You can distinguish between an operation and an interaction by its name since FHIR® operations start with $ (e.g., $convert, $message, $submit).

A FHIR® message is a payload sent from one FHIR® server to another. This type of data exchange follows the FHIR® messaging framework. Learn more about FHIR® messaging.

All FHIR® messages store their payload in a Bundle resource. The first resource in the bundle is a special one called a MessageHeader, which provides metadata about the origin and meaning of the message payload.

FHIR® users can take a base resource type (e.g., a Patient resource) and create a profile that extends the purpose of the resource to suit their business needs. In other words, FHIR® users can build their own standard on top of the base HL7 standard to define additional rules about how a FHIR® resource type should be used for a given scenario. This clarifies how end users may use that resource type.

Redox created a library of resource profiles specifically for customers like you, based on common use cases we’ve seen. With Redox profiles, we simplify and streamline the experience of real-world FHIR® integrations so that you can compose your own unique workflow.

A reference indicates a one-way relationship from one resource to another. The resource being pointed to (the metaphorical endpoint) is sometimes known as the target resource. The source resource may contain multiple references to target resources. You can think of this like a bubble map with a source resource at its center with branches (i.e., references) pointing outward to related target resources. Remember, though, that the reference is a unidirectional pointer.

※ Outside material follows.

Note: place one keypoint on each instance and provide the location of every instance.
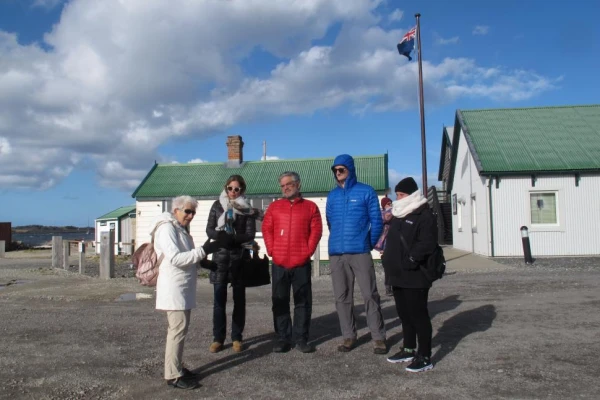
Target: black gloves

The most common type is a literal reference, which points to a given target resource using the resource ID. Redox often uses literal references because it’s much easier to use literal references as much as possible. In a more everyday analogy, this might be like referring to a person not present in the conversation by using their given name.

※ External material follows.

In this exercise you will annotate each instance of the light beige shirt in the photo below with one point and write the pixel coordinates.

You could have two different types of literal references. Relative literal reference and fully qualified literal reference. The first is relative to a specific FHIR® server; for example, a patient’s FHIR® id within a given FHIR® server. A fully qualified literal reference, on the other hand, is typically a full URL to a reference, which isn’t specific to a FHIR® server. The URL is used for queries across different FHIR® servers. You can see this in an event notification, in a field called fullURL, which contains a URL value that you download to view the full patient resource.

If you don’t know the ID, FHIR® still offers logical references, which point to a target resource using identifying information other than the id. To use the conversation analogy, a logical reference is like referring to a third person by their physical traits, residence, or occupation instead of their name.

Redox uses logical references for encounters. Instead of a literal reference, the only field we want to save is a visit number. We use that logical reference (i.e., visit number) to identify the encounter, which may or may not be in our system. However, references based on business logic can get complicated, and it’s not very robust either. In our conversation example, there may be several people with dark hair and glasses, not just one particular individual.

A resource is a piece of data exchanged between systems. All resources are an instance of a resource type that specifies the name, content, and meaning of the resource.

When querying for data, you may receive a resource with the data populated in the defined schema for that resource type. For example, if you search for a patient, you receive a Patient resource with a given patient’s data organized according to the Patient resource type.

A resource type is a standardized schema to organize data. A FHIR® resource type is the core architectural building block in that it provides a consistent format for how data should be shaped. Resource types define what data to provide and what data to expect back when exchanging resources. They also contain information about the meaning and clinical interpretation of the resource’s content.